At a press conference on Tuesday, Afghanistan's National Security Council head Rangeen Dadfar Spanta called upon Washington to review its Afghan policy by concentrating on Taliban sanctuaries and bases in Pakistan.
Those supporting militants should be punished rather than treated as an ally, said Mr. Spanta, who for several years served as Afghanistan's Foreign Minister in the administration of President Hamid Karzai.
Mr. Spanta also questioned the U.S.' rationale for spending billions of dollars in Pakistan as part of the Afghan centred counter-terrorism campaign.
“It is really not justifiable for the Afghan people that how come you give to one country $11 billion or more as help for reconstruction or strengthen its security or defensive forces, but from other side the very forces train terrorism,” he said.
Mr. Spanta's remarks were in line with observations of Mr. Karzai, who also asked Washington to target centres of Taliban's political, financial and ideological support across the border. “The recent documents leaked out to the media clearly support and verify... that success over terrorism does not come with fighting in Afghan villages, but by targeting its sanctuaries and financial and ideological sources across the borders,” said Mr. Karzai on Monday.
“Our efforts against terrorism will have no effect as long as these sanctuaries and sources remain intact.”
Separately in a statement on Tuesday, Afghanistan's National Security Council said the U.S. had failed to attack the Taliban's back-up in Pakistan during the course of the nine year conflict. “With regret ... our allies did not show necessary attention about the external support for the international terrorists ... for the regional stability and global security,” said the Council in a statement.
Calling for a firm stance from the U.S. and its NATO allies, the statement added that pursuit of a “contradictory and vague policy against the forces who use terrorism as a tool for interference and sabotage against others, have had devastating results”.
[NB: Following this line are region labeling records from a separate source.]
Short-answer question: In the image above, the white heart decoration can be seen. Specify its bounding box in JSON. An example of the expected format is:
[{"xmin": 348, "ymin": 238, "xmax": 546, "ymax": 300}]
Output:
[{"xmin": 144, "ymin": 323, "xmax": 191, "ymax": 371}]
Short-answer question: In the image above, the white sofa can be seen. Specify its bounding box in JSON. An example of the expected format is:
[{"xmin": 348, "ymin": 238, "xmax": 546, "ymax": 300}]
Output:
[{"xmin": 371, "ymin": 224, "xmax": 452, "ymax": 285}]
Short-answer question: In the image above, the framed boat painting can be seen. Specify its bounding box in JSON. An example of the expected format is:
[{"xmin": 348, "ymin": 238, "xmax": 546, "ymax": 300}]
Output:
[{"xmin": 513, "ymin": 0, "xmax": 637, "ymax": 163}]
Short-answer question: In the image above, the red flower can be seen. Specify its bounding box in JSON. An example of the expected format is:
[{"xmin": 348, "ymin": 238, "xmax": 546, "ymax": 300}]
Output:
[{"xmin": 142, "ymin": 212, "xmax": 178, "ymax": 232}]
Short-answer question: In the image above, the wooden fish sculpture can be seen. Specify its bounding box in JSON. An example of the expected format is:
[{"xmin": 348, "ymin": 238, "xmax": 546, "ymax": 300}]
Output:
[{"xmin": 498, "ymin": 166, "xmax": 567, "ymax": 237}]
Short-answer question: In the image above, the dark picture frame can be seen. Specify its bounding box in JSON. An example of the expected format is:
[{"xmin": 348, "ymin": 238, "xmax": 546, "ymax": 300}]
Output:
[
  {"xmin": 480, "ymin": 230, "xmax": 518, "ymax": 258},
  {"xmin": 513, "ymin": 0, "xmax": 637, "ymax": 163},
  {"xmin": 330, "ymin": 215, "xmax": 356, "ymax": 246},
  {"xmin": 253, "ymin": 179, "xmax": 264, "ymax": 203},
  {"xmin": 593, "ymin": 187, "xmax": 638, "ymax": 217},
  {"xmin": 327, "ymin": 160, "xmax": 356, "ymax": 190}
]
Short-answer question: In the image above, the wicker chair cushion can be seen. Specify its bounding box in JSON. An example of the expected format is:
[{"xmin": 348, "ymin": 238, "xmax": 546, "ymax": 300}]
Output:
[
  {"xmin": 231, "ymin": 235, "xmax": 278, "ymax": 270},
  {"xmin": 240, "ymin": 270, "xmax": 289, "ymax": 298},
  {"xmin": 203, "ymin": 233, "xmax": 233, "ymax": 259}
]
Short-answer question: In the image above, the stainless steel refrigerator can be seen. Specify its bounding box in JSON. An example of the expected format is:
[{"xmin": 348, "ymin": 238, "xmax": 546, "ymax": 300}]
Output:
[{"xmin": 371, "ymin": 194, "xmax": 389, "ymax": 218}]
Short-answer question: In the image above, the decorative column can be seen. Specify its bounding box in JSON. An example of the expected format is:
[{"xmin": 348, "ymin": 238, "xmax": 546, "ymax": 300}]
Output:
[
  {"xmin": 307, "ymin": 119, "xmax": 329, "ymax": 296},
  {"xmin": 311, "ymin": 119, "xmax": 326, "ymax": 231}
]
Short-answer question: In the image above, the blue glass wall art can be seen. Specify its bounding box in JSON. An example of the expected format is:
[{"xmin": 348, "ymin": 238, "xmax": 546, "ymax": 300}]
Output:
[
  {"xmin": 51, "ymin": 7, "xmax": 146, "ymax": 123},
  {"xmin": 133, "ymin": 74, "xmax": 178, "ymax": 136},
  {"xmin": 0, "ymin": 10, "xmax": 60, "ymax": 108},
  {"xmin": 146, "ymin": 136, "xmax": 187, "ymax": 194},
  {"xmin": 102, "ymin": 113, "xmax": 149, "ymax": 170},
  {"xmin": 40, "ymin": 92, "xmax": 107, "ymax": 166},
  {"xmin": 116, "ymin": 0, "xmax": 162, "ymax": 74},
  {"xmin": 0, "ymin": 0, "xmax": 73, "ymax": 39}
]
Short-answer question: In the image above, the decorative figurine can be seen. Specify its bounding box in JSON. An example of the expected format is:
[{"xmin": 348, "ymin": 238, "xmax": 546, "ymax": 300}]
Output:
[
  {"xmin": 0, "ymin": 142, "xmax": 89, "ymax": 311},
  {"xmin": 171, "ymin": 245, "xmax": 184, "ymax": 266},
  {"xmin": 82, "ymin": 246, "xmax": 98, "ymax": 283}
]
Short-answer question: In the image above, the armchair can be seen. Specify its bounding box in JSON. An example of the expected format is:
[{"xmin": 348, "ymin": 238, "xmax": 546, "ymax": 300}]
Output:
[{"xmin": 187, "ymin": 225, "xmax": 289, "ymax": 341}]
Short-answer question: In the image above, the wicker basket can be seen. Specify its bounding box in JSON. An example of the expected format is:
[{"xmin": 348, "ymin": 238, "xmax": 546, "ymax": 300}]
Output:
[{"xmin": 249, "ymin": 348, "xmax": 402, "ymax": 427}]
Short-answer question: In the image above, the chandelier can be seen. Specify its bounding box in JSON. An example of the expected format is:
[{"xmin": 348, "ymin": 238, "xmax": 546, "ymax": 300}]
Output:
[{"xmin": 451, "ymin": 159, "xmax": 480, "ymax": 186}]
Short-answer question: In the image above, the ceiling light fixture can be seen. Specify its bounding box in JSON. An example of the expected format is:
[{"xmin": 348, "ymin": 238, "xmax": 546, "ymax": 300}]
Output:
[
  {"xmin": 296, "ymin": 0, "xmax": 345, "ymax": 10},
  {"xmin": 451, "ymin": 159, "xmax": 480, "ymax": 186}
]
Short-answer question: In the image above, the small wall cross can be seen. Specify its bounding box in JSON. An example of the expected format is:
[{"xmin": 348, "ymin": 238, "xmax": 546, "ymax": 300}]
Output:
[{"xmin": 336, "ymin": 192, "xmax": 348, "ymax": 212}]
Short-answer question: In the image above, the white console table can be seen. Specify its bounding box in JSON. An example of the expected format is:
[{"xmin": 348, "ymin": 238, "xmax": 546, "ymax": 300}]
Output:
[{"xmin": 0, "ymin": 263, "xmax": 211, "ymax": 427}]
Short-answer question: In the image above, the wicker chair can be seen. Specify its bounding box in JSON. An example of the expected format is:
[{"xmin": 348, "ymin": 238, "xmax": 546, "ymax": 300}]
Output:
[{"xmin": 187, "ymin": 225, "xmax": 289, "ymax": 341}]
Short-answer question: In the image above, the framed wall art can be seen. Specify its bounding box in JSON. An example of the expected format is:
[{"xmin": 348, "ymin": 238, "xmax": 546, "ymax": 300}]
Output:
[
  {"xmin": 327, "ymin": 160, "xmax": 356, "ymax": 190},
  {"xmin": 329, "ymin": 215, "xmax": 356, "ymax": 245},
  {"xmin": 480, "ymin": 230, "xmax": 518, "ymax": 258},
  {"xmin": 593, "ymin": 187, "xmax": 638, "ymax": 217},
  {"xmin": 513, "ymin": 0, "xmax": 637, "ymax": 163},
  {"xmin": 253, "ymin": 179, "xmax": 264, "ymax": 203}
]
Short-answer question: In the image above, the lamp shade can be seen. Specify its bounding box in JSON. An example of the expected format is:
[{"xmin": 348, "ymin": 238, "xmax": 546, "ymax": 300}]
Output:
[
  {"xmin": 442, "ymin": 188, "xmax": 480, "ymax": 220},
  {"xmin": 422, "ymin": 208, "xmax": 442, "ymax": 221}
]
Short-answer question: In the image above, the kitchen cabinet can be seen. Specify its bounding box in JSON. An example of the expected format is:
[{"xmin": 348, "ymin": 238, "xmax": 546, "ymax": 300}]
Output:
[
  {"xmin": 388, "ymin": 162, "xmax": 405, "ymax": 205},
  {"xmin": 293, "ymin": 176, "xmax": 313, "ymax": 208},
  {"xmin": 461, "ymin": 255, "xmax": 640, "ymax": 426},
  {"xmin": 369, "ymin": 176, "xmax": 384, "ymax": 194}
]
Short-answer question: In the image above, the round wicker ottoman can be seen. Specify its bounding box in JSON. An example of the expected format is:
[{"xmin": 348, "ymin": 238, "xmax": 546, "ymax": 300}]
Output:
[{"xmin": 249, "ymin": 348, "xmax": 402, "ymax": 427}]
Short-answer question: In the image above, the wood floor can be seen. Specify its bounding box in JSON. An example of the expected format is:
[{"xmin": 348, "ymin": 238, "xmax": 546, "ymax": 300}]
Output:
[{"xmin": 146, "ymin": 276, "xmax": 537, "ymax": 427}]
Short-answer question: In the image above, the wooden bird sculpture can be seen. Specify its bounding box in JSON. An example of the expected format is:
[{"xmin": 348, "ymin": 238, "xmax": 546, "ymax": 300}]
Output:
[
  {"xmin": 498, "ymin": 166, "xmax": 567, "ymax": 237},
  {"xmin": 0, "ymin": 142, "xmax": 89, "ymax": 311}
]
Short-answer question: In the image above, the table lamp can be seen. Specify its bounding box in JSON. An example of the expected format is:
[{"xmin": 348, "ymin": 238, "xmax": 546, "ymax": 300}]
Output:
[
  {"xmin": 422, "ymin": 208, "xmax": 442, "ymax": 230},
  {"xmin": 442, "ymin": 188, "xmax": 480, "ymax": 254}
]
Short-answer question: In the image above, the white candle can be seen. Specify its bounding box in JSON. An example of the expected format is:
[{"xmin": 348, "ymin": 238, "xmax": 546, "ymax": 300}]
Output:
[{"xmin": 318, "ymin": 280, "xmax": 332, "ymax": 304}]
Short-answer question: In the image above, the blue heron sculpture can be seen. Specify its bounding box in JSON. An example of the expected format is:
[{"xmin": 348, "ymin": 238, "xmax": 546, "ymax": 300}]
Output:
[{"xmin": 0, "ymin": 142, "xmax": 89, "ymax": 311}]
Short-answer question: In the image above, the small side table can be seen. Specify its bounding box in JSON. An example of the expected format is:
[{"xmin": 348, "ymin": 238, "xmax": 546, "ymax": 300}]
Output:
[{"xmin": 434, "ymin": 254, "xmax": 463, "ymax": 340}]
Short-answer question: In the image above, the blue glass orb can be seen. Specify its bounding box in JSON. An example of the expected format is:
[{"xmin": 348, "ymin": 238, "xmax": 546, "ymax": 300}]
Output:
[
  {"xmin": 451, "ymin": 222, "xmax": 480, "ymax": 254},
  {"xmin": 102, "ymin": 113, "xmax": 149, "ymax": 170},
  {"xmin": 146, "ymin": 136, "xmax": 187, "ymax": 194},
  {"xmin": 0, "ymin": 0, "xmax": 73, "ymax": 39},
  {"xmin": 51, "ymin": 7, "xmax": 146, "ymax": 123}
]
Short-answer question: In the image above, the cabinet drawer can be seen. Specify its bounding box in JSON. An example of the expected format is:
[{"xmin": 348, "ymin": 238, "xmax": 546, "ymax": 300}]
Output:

Wahid Omer, spokesman for Mr. Karzai, also said Kabul had provided to its “international partners” information about the presence of “certain forces beyond the Afghanistan borders in destabilising Afghanistan”. He added that Mr. Karzai's administration will be persistent in raising this issue of cross-border external support until “the root causes of instability and terror here in Afghanistan,” are addressed.